You can learn a lot by fiddling with dates. Sometimes it's more than you wanted to learn, but it does give you practice in dealing with ugly details that you have no control over.
As for storing times in the database in UTC, that must be a Microsoft thing. The Unix/Java convention of storing an offset from an epoch instance works very well and most databases can use that. But Microsoft software generally doesn't handle timezones very well. (That's partly because it's hard to handle timezones well, but as I understand it MS software doesn't help the programmer out.)
The scientific calendar that starts way back when and ignores all that history business is the Julian day system that's used by astronomers in particular.
Why is the difference 11 and not 10 days? Am I missing something?

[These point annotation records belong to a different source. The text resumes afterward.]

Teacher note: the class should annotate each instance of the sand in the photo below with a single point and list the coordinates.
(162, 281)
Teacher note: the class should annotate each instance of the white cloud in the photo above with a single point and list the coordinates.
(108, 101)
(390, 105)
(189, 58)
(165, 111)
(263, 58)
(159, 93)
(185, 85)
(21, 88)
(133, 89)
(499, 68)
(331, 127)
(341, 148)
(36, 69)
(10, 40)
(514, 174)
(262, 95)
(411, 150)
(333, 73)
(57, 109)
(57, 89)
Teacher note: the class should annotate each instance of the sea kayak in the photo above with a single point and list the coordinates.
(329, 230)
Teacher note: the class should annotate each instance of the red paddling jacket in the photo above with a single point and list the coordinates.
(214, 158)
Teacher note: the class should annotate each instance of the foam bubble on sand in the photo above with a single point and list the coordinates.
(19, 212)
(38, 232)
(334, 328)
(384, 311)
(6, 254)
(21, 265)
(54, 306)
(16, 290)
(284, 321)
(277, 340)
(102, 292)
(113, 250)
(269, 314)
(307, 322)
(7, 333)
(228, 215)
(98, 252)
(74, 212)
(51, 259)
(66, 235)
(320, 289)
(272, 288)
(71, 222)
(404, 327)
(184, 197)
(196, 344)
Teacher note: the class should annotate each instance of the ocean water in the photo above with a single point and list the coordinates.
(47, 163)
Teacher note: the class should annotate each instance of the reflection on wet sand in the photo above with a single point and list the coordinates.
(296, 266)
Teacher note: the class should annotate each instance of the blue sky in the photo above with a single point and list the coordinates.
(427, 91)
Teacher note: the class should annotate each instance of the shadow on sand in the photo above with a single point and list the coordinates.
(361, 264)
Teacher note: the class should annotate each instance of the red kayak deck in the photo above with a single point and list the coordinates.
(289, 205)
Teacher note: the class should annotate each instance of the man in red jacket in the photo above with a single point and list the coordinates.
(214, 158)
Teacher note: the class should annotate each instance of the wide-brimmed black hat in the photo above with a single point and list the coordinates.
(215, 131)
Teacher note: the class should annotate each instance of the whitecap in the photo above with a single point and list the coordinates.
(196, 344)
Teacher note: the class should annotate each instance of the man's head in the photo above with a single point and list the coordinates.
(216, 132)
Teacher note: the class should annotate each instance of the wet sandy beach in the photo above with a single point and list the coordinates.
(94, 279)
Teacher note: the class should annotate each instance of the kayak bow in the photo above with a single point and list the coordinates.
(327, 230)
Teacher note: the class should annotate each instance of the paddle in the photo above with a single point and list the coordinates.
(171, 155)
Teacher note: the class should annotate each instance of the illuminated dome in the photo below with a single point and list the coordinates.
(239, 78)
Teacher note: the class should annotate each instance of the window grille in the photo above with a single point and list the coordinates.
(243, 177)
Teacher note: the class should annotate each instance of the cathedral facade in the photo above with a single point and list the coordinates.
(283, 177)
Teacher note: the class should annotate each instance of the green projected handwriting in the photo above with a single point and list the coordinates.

I don't think so. At first I tried to disregard it as meaning 11 days have passed and we are in the x hour of the next day but it sounds wrong and i have now gotten around to testing joda which seems to be in agreement. which yeilds
start is 1980-01-01T00:00:00.000Z today is 2007-03-12T02:27:25.063Z period is 27 years, 2 months, 11 days, 2 hours, 27 minutes, 25 seconds
to my untrained eye it seems to work on leap years as well. i tried 1984-02-29 and 1983-02-29 (exception since 83 is not a leap year). the bad thing about joda-time is that the examples and tutorials to be found are not nearly as extensive as the sdk libraries. right now i dont know how to parse custom date formats and there are lot of classes that i dont understand yet.
anyway... it doesn't seem like there's much more to be said on this topic except to say that a few missing minutes/hours/days/months/years is not trivial. i know of companies that use standard tools to calculate legalized audit trails, medical records of age, etc. so far what i have gotten out of this is that the safest thing to do is stored dates as epoch seconds as suggested earlier in this thread since it seems like all api's can deal with that.